Income Replacement Benefits
An injured Ontario car accident victim is eligible to receive income replacement benefits if he/she was employed at the time of the car accident. However, an injured car accident victim who was not employed at the time of the accident may still be eligible to receive income replacement benefits. There are two situations when this can occur. The individual must have been employed for at least 26 of the 52 weeks prior to the accident, or the individual must have been receiving employment insurance benefits at the time of the accident.
It is important to note that income replacement benefits are intended to partially compensate victims for their loss of income and not 100% of their lost wages.

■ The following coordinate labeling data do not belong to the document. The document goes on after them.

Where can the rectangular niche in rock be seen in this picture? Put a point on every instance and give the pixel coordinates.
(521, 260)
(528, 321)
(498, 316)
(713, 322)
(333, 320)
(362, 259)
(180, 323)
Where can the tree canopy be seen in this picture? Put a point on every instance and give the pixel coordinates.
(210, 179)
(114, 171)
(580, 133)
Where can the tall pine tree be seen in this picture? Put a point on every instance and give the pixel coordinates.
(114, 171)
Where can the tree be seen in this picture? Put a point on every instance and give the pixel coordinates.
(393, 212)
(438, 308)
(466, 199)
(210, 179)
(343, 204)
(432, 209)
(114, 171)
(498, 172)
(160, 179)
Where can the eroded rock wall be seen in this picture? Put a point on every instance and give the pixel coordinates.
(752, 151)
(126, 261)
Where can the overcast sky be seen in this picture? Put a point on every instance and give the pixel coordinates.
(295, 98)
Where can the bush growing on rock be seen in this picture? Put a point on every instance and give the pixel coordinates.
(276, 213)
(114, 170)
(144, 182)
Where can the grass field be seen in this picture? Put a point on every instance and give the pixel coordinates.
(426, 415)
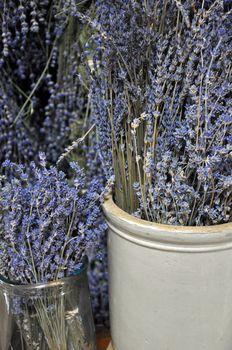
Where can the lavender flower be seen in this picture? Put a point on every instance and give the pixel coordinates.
(47, 225)
(161, 96)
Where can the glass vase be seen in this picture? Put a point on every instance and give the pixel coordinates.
(51, 316)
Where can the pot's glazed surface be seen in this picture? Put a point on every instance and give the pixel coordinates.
(170, 286)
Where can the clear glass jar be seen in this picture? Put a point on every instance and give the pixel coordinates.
(51, 316)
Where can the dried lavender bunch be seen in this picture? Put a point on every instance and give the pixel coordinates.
(161, 96)
(47, 224)
(39, 59)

If a driver has a standard auto policy, he/she is entitled to receive 70% of his/her weekly gross income, with a maximum of $400 per week. Therefore, if 70% of an injured driver’s weekly gross income is $500, he/she will still only receive $400. Drivers do, however, have the option to increase the maximum amount by purchasing additional coverage.
Injured drivers can only receive income replacement benefits for up to 104 weeks (2 years) if they are substantially unable to perform the essential duties of their jobs. Many injured car accident victims believe that they can only receive income replacement benefits for 2 years. This is partially true. The 2 year, or 104 week, limit applies in cases where the injured individual is substantially unable to perform the essential duties of his/her job. In cases where the injured individual is completely unable to carry out the essential duties of his/her job or any other employment after the 2 year period, he/she may continue to receive income replacement benefits.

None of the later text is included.